There is a remarkable scene in Henry Clay Brockmeyer’s journal of his life as a frontier Hegelian in Missouri in the 1850s, published as A Mechanic’s Diary. He is sitting in his cabin trying to read Spinoza’s Ethics, when he hears some critters scuttling outdoors and he can’t resist the urge to grab his rifle and go shooting at them, hoping to get some more squirrel broth to carry with him in a portable jug when he ventures into St. Louis to meet his peers. This little exemplum seems to get at something deep about the condition of philosophy in these United States. And in spite of the suggestion that I am too Europeanized to know what’s going on in American philosophy, Brockmeyer’s is a condition that I know well. I do not go chasing after squirrels, but mutatis mutandis his experience is my own, and it is a fundamentally different experience from that of my Parisian colleagues.

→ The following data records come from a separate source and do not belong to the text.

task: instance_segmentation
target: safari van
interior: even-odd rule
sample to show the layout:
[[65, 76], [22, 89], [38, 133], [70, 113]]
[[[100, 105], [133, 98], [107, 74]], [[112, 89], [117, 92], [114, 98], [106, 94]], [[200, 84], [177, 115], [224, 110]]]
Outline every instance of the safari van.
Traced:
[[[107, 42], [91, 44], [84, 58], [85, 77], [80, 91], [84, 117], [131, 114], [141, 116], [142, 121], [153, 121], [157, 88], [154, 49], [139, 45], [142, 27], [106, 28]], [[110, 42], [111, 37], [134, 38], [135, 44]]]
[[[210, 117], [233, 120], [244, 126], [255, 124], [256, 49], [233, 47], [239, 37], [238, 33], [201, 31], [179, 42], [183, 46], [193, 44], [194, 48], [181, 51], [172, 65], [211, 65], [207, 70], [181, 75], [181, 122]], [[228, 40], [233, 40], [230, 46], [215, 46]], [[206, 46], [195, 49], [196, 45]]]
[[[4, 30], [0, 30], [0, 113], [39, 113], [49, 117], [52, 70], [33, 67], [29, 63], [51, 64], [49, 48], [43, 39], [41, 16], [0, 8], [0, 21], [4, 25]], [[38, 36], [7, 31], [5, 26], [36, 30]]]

Whitman embraced the difficulty of achieving sustained attention towards anything in this setting, but also was bold enough to make largely self-generated improvisational thinking the basis of a new and proud American style. This sort of improvisation is not at odds with erudition, even if it seems reckless, insufficiently staid, indeed histrionic, from the perspective of the Old World and its decaying kingdom of customs. Whitman and West both, though, in representing what is best in the American style of thought, are at odds with the spirit of current American philosophy, which simply does not allow itself enough source material to riff on or improvise in any compelling way, and so pursues answers to philosophical questions from within the bubble of the small sector of contemporary American culture that it takes for reality itself.